Metadata-Version: 2.4
Name: gemini-live-interrupt
Version: 0.1.0
Summary: Drop-in interrupt-resume for the google-genai Live API. One function call, zero code changes.
License-Expression: MIT
Project-URL: Homepage, https://github.com/krishnankumar/gemini-live-transcript
Project-URL: Issues, https://github.com/krishnankumar/gemini-live-transcript/issues
Keywords: gemini,live-api,interrupt,resume,vertex-ai,google-genai
Classifier: Development Status :: 3 - Alpha
Classifier: Intended Audience :: Developers
Classifier: Programming Language :: Python :: 3
Classifier: Programming Language :: Python :: 3.11
Classifier: Programming Language :: Python :: 3.12
Classifier: Programming Language :: Python :: 3.13
Classifier: Topic :: Software Development :: Libraries :: Python Modules
Requires-Python: >=3.11
Description-Content-Type: text/markdown
Requires-Dist: google-genai
Requires-Dist: wrapt

# gemini-live-interrupt

Automatic interrupt-resume for the Gemini Live API. When a user interrupts the model mid-sentence, this package injects context behind the scenes so the model knows what it was saying, what the user said, and can decide whether to continue, pivot, or blend both.

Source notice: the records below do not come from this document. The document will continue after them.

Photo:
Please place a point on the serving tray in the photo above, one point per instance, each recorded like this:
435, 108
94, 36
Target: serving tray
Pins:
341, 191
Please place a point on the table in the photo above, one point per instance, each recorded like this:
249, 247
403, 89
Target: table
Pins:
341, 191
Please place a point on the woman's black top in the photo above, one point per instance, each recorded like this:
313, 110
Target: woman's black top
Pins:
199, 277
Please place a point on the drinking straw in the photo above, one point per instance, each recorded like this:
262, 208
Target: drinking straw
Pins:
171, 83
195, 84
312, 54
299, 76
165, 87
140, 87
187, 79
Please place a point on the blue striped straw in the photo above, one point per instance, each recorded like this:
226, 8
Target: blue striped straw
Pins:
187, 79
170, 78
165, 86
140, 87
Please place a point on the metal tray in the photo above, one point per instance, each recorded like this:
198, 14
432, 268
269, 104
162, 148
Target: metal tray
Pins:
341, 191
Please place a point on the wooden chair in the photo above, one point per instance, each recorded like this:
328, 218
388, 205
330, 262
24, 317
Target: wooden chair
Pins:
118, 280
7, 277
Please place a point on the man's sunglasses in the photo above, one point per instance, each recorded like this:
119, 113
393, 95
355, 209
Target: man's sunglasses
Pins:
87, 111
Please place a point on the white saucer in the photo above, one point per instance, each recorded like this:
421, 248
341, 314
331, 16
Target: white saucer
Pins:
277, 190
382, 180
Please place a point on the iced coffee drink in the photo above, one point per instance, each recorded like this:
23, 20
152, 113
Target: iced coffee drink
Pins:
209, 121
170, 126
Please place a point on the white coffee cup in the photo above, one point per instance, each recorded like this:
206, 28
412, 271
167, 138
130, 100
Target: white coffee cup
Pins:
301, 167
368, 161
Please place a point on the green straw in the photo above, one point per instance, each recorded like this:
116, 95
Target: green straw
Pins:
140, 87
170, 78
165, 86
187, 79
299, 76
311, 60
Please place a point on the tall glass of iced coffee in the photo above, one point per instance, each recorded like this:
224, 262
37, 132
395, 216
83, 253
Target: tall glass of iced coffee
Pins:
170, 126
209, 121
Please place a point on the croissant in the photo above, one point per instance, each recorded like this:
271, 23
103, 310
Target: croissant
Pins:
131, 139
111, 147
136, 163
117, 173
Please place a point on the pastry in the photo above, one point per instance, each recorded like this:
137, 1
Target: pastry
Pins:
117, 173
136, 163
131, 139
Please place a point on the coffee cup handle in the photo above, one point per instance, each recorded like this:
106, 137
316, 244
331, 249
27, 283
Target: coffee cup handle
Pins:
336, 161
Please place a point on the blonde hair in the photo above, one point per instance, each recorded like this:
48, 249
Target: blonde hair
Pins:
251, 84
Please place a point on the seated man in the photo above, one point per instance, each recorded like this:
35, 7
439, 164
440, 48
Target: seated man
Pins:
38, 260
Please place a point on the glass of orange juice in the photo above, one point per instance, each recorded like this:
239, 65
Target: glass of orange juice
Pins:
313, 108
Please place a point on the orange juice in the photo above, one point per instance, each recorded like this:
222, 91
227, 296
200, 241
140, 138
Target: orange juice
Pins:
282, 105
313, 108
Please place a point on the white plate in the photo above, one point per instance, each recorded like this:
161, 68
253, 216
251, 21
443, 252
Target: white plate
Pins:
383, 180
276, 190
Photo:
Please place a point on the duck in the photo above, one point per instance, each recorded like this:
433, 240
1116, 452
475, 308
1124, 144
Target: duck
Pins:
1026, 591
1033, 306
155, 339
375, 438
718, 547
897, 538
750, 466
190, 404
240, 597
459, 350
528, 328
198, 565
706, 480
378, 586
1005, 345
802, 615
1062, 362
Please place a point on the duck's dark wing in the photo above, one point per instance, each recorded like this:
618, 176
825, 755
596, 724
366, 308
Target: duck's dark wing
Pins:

Works with any existing `google-genai` application. No code changes required beyond a single function call.

## Install

```bash
pip install gemini-live-interrupt
```

## The Problem

When using the Gemini Live API for real-time audio conversations, users can interrupt the model at any time. The API sends an `interrupted` signal, but the model has no memory of what it was saying or how far it got. On its next response, it starts fresh — losing the context of the interrupted response entirely.

For example, if the model is telling a 5-line story and the user interrupts at line 2, the model won't know to continue from line 2. It either starts over, or moves on as if the story never happened.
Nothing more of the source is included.